= Lawrence Crawford (soldier) =

Lawrence Crawford (1611 – August, 1645) was a Scottish soldier who fought in English or other armies on the continent of Europe. His motives were not mercenary, as he fought only for Presbyterian principles or causes.

==Biography==
He was born in Glasgow, the son of Hugh Crawford of Kilbirnie and from a fairly early age served in the armies of Christian IV of Denmark, Gustavus Adolphus of Sweden and Charles I Louis, Elector Palatine. Having travelled to England in the suite of Charles Louis, in 1641 Crawford was appointed Colonel of a regiment of foot which was to serve in Ireland in the army of the Earl of Ormonde to put down the Irish Rebellion of 1641.

From 1641 to 1643, Crawford remained in Ireland, although the English Civil War had broken out in England. In 1643, Ormonde agreed to a "cessation", or a truce with the rebel Irish Catholic Confederation, and to send troops to England to support the Royalists fighting for King Charles I. Crawford refused to serve with these troops, against the Presbyterian Covenanters. Ormonde had him arrested, but he escaped and made his way to England.

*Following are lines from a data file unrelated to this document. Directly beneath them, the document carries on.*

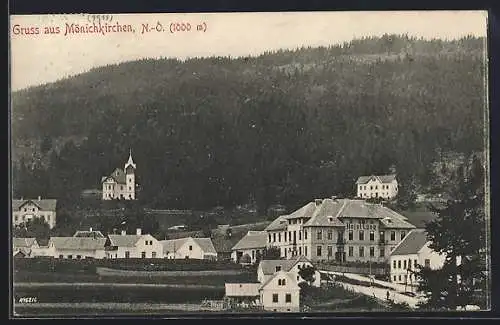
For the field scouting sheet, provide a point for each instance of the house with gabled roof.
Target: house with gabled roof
(24, 210)
(340, 230)
(89, 233)
(76, 247)
(377, 186)
(136, 245)
(23, 247)
(267, 269)
(189, 248)
(121, 183)
(413, 251)
(252, 245)
(280, 293)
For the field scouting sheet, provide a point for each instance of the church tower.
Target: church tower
(130, 177)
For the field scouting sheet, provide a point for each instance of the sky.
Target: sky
(44, 58)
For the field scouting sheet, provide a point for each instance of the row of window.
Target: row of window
(406, 277)
(110, 187)
(272, 238)
(23, 218)
(111, 196)
(288, 298)
(363, 187)
(329, 236)
(406, 264)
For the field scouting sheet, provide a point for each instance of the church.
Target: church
(121, 183)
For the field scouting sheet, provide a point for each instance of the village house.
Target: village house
(189, 248)
(25, 210)
(76, 247)
(243, 294)
(23, 247)
(133, 246)
(377, 186)
(339, 230)
(413, 251)
(267, 269)
(89, 233)
(252, 245)
(280, 293)
(121, 183)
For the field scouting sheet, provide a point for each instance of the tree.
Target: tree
(36, 227)
(459, 234)
(308, 274)
(271, 253)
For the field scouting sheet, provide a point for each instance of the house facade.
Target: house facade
(377, 186)
(24, 247)
(189, 248)
(76, 247)
(267, 269)
(121, 183)
(252, 245)
(339, 230)
(133, 246)
(25, 210)
(280, 293)
(412, 252)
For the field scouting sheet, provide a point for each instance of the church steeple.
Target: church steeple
(130, 161)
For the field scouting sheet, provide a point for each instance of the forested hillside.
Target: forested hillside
(283, 127)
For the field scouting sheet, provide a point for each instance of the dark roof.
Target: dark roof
(381, 178)
(85, 233)
(331, 212)
(253, 239)
(78, 243)
(412, 243)
(42, 204)
(269, 266)
(118, 175)
(23, 242)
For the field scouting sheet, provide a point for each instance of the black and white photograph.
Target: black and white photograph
(249, 163)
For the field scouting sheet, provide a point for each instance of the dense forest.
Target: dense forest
(283, 127)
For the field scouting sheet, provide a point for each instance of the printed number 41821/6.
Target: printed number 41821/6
(27, 300)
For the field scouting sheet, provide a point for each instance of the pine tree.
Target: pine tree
(459, 233)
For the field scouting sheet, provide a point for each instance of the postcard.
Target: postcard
(264, 163)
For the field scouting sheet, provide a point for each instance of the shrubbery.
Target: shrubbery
(44, 264)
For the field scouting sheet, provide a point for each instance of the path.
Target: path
(97, 284)
(110, 306)
(377, 292)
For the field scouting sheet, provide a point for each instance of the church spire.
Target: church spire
(130, 161)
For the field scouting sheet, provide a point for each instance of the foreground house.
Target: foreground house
(377, 186)
(243, 294)
(189, 248)
(280, 293)
(23, 247)
(133, 246)
(76, 247)
(340, 230)
(409, 254)
(25, 210)
(252, 245)
(121, 183)
(268, 268)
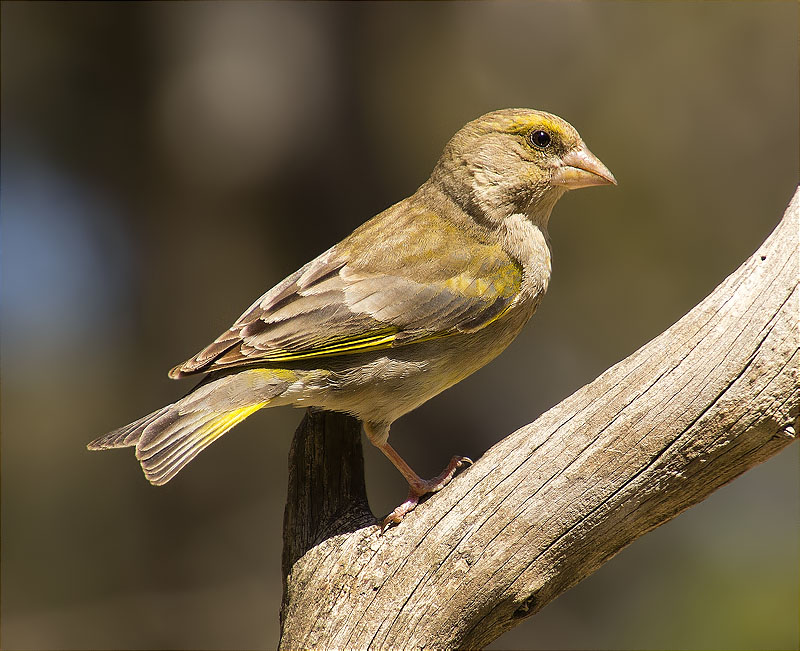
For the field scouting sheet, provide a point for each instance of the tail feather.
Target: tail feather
(171, 437)
(129, 435)
(181, 442)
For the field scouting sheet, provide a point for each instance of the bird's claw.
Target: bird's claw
(422, 488)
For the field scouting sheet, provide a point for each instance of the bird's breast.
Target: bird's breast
(529, 244)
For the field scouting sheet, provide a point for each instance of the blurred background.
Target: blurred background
(164, 164)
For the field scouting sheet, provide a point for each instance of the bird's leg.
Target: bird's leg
(417, 486)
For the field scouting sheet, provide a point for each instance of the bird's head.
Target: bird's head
(516, 161)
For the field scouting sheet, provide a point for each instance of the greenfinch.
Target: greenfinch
(413, 301)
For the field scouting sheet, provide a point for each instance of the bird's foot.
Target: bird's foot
(422, 487)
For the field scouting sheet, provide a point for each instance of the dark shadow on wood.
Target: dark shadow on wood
(327, 493)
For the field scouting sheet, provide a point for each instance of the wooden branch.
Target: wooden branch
(714, 395)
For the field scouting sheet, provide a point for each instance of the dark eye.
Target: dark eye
(540, 139)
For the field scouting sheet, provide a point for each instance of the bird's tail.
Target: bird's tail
(172, 436)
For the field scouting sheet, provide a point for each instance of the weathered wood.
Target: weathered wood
(714, 395)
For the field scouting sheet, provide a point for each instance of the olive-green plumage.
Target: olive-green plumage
(411, 302)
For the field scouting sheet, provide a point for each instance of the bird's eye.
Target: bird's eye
(540, 139)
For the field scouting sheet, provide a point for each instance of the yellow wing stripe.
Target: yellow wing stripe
(377, 341)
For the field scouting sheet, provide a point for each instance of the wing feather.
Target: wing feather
(359, 296)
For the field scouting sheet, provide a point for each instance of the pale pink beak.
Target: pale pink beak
(580, 168)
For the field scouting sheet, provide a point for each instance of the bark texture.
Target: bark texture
(714, 395)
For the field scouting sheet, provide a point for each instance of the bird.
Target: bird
(410, 303)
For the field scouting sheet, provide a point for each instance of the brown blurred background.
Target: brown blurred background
(164, 164)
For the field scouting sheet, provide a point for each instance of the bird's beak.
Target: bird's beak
(580, 168)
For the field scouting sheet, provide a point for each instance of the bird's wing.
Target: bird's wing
(402, 277)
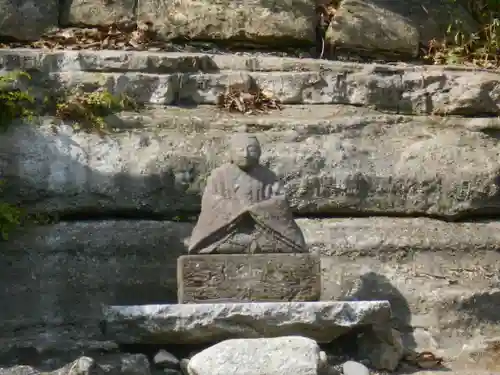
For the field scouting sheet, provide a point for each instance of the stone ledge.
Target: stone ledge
(328, 164)
(198, 78)
(208, 323)
(172, 62)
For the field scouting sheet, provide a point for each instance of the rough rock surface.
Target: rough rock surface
(395, 26)
(200, 323)
(259, 21)
(27, 19)
(440, 277)
(116, 364)
(265, 356)
(97, 13)
(54, 283)
(155, 78)
(330, 163)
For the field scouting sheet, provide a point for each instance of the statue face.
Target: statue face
(246, 152)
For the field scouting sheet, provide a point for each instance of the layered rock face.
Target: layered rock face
(374, 27)
(378, 161)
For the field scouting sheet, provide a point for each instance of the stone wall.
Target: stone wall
(398, 27)
(354, 142)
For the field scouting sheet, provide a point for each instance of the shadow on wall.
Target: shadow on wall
(374, 286)
(54, 278)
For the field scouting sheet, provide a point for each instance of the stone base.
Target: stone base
(248, 277)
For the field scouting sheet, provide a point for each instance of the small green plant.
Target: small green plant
(478, 49)
(10, 218)
(14, 103)
(88, 109)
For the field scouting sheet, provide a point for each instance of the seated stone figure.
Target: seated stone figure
(244, 208)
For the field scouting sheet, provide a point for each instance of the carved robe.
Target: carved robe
(243, 213)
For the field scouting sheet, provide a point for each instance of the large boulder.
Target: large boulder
(264, 356)
(396, 27)
(27, 19)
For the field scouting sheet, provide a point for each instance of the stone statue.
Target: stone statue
(244, 208)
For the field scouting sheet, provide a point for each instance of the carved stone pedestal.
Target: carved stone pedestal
(215, 278)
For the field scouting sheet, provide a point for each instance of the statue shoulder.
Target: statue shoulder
(222, 171)
(266, 174)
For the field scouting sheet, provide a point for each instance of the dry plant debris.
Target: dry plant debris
(253, 101)
(114, 37)
(424, 360)
(324, 16)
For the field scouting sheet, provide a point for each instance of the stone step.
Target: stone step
(210, 323)
(332, 160)
(168, 78)
(440, 278)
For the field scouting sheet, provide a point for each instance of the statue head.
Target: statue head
(245, 151)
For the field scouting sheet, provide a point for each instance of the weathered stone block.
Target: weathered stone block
(248, 277)
(280, 355)
(27, 19)
(395, 26)
(97, 12)
(258, 21)
(213, 322)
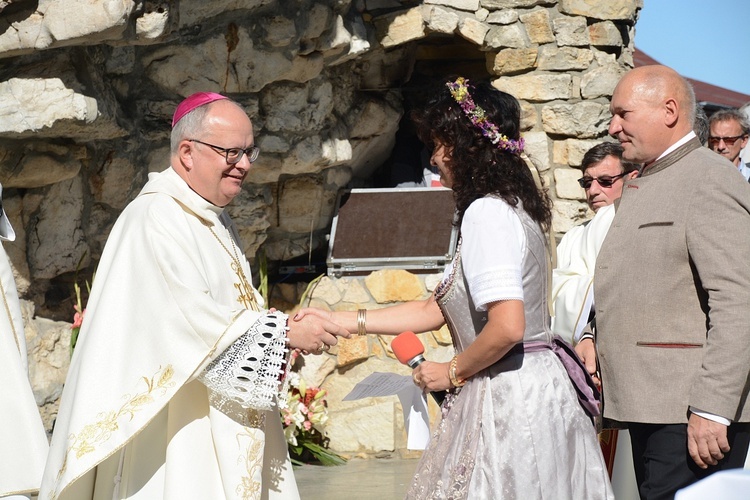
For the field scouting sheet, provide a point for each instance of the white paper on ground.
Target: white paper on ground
(413, 403)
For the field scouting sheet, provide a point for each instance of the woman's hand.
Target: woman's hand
(431, 376)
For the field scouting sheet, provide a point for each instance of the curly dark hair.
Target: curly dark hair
(479, 167)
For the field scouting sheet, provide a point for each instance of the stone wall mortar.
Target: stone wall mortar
(86, 101)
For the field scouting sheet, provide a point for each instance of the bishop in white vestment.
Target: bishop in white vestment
(172, 388)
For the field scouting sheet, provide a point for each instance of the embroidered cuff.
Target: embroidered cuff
(496, 284)
(249, 371)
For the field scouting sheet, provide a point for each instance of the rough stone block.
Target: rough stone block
(398, 28)
(571, 31)
(566, 184)
(552, 58)
(583, 119)
(536, 86)
(611, 9)
(473, 30)
(509, 61)
(394, 285)
(538, 26)
(605, 34)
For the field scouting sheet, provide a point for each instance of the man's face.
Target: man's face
(225, 126)
(726, 138)
(636, 123)
(597, 195)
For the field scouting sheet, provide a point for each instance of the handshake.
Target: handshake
(314, 331)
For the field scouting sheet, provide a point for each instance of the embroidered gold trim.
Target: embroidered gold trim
(99, 432)
(249, 487)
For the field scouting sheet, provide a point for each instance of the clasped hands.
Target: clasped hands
(313, 332)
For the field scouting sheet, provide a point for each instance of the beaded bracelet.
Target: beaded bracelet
(455, 382)
(361, 322)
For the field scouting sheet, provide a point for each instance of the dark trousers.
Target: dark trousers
(662, 462)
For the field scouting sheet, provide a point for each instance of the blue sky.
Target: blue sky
(708, 40)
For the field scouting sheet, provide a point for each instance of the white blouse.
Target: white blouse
(493, 243)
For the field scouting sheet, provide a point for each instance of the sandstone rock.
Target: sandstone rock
(394, 285)
(509, 61)
(538, 26)
(571, 151)
(470, 5)
(601, 81)
(571, 31)
(511, 36)
(52, 26)
(400, 27)
(552, 58)
(56, 242)
(537, 149)
(536, 86)
(441, 20)
(352, 350)
(528, 116)
(566, 184)
(502, 17)
(473, 30)
(327, 291)
(605, 34)
(612, 9)
(152, 25)
(354, 291)
(567, 214)
(583, 119)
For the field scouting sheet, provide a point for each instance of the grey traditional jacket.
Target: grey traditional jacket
(672, 292)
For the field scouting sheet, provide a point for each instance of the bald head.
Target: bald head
(652, 107)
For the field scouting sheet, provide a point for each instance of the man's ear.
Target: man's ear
(671, 112)
(185, 152)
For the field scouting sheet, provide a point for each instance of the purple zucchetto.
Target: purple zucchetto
(191, 102)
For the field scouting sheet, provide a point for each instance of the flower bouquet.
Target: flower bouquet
(304, 419)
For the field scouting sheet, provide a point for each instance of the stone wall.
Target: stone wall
(87, 88)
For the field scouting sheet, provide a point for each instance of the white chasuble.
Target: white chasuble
(140, 417)
(23, 442)
(572, 280)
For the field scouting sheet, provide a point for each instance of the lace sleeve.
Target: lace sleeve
(249, 371)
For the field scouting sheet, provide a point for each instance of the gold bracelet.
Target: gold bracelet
(455, 382)
(361, 322)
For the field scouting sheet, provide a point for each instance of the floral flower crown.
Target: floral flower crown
(460, 92)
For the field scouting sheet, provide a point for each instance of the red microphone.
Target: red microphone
(408, 350)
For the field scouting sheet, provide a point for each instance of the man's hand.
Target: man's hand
(707, 441)
(314, 333)
(587, 352)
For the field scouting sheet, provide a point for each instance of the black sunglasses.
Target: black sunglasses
(604, 181)
(729, 141)
(233, 155)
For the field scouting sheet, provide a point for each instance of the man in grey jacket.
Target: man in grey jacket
(673, 288)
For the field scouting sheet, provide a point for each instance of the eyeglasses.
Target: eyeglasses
(729, 141)
(604, 181)
(233, 155)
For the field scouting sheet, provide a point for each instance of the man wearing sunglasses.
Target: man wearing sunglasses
(728, 136)
(604, 173)
(173, 387)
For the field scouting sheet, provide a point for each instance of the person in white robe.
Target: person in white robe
(173, 386)
(23, 440)
(604, 173)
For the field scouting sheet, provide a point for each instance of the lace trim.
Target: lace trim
(248, 372)
(500, 283)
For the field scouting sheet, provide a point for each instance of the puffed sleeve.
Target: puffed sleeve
(492, 248)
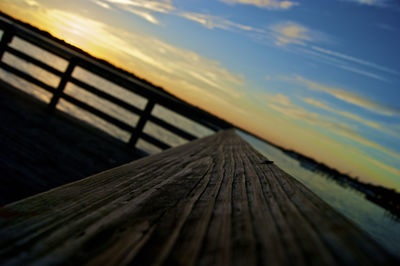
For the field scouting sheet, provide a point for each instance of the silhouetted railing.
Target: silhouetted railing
(76, 59)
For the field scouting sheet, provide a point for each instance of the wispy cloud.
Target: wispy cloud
(290, 33)
(32, 3)
(282, 104)
(350, 97)
(357, 118)
(379, 3)
(386, 167)
(161, 6)
(268, 4)
(355, 60)
(141, 8)
(211, 22)
(102, 4)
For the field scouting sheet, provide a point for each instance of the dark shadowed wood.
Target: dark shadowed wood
(213, 201)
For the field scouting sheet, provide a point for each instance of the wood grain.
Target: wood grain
(212, 201)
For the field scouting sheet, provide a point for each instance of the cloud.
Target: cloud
(355, 60)
(370, 2)
(32, 3)
(386, 167)
(211, 22)
(283, 105)
(143, 9)
(350, 97)
(102, 4)
(290, 33)
(268, 4)
(143, 14)
(161, 6)
(342, 113)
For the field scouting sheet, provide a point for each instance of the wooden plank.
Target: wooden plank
(212, 201)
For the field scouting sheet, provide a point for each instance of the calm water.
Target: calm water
(370, 217)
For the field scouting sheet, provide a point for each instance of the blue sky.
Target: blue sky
(320, 77)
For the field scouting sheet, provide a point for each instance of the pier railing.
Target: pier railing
(76, 59)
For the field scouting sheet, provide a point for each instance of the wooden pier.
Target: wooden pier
(213, 201)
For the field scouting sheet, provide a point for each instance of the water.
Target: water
(368, 216)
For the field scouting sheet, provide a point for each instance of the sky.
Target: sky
(320, 77)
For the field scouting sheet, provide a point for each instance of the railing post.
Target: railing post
(7, 37)
(63, 82)
(140, 125)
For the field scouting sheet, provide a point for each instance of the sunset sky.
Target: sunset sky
(321, 77)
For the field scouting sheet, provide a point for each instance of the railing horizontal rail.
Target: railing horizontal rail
(106, 96)
(154, 141)
(172, 128)
(98, 113)
(26, 76)
(34, 61)
(119, 78)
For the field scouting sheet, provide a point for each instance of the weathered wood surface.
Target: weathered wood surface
(214, 201)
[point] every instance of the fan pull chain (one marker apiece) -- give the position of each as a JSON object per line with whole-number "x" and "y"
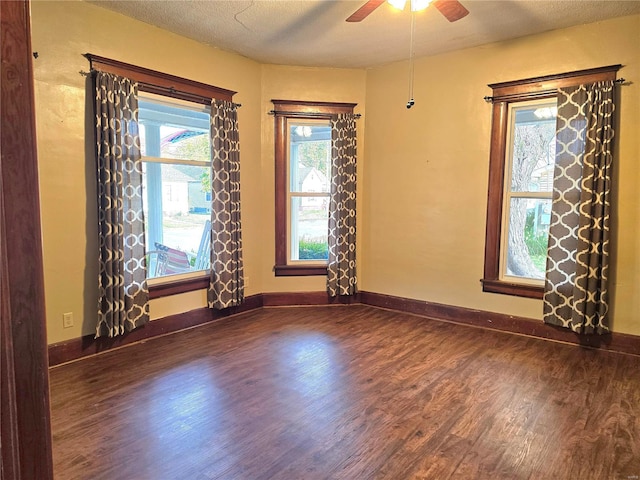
{"x": 411, "y": 53}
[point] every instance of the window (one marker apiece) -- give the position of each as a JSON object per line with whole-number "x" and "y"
{"x": 528, "y": 186}
{"x": 303, "y": 180}
{"x": 521, "y": 169}
{"x": 176, "y": 155}
{"x": 173, "y": 112}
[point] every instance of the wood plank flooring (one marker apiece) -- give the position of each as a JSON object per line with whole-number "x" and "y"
{"x": 346, "y": 392}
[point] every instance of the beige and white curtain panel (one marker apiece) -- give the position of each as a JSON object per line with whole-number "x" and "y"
{"x": 576, "y": 288}
{"x": 341, "y": 266}
{"x": 123, "y": 292}
{"x": 226, "y": 288}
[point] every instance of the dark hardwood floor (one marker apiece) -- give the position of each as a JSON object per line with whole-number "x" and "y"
{"x": 346, "y": 392}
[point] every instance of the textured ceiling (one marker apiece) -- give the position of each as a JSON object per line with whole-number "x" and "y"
{"x": 314, "y": 33}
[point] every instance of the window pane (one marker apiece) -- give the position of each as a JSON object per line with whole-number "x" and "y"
{"x": 528, "y": 237}
{"x": 309, "y": 157}
{"x": 177, "y": 209}
{"x": 309, "y": 225}
{"x": 533, "y": 147}
{"x": 184, "y": 144}
{"x": 174, "y": 131}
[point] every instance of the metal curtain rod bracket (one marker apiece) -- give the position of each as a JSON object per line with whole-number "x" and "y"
{"x": 490, "y": 99}
{"x": 171, "y": 91}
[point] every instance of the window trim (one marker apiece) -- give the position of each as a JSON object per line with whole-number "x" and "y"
{"x": 504, "y": 94}
{"x": 166, "y": 85}
{"x": 284, "y": 111}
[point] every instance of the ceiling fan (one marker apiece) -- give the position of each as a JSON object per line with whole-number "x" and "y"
{"x": 451, "y": 9}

He was appointed by Parliament to be Sergeant Major General of Foot in the Parliamentarian Army of the Eastern Association, raised in the eastern counties of England. He almost immediately clashed with the army's Lieutenant General, Oliver Cromwell, over the appointment of Independents as officers. Parliament's agreement with the Scottish Covenanters, by which Presbyterianism was to be made the established religion of both countries meant that Crawford was legally in the right, but neither General would give way. The army's commander, the Earl of Manchester supported Crawford and the official position.

In 1644, Manchester's army took part in the Siege of York. Crawford exploded a mine beneath a tower forming part of the city walls, but had insufficient troops on hand to storm the city through the breach. His men were driven back with heavy casualties. Crawford attracted some censure for this. It is possible that he believed that the mine was about to be flooded by the defenders, and decided to fire it rather than lose it ignominiously.

On 2 July, after York was relieved by Prince Rupert of the Rhine, the Battle of Marston Moor was fought. Crawford's foot regiments provided invaluable support to Cromwell's cavalry, who largely won the battle. Some of Cromwell's opponents in Parliament alleged that Crawford had commanded Cromwell's troopers while Cromwell was having a wound attended to, or in a state of panic. There was never any evidence for this apart from malicious second-hand gossip.

The victory brought no peace between the two generals. Cromwell demanded that Crawford be dismissed, but withdrew the demand on the grounds of military necessity. When Cromwell demanded an inquiry into the conduct of Manchester after the Second Battle of Newbury, Crawford supported Manchester before the House of Commons.

When Parliament created the New Model Army, Crawford was offered command of one of its regiments of foot, but refused to serve in what he regarded as an army of Independents. Instead, he served in the smaller army of the "Western Association" under Edward Massey. He was killed in August 1645, at the Siege of Hereford by a Royalist sniper.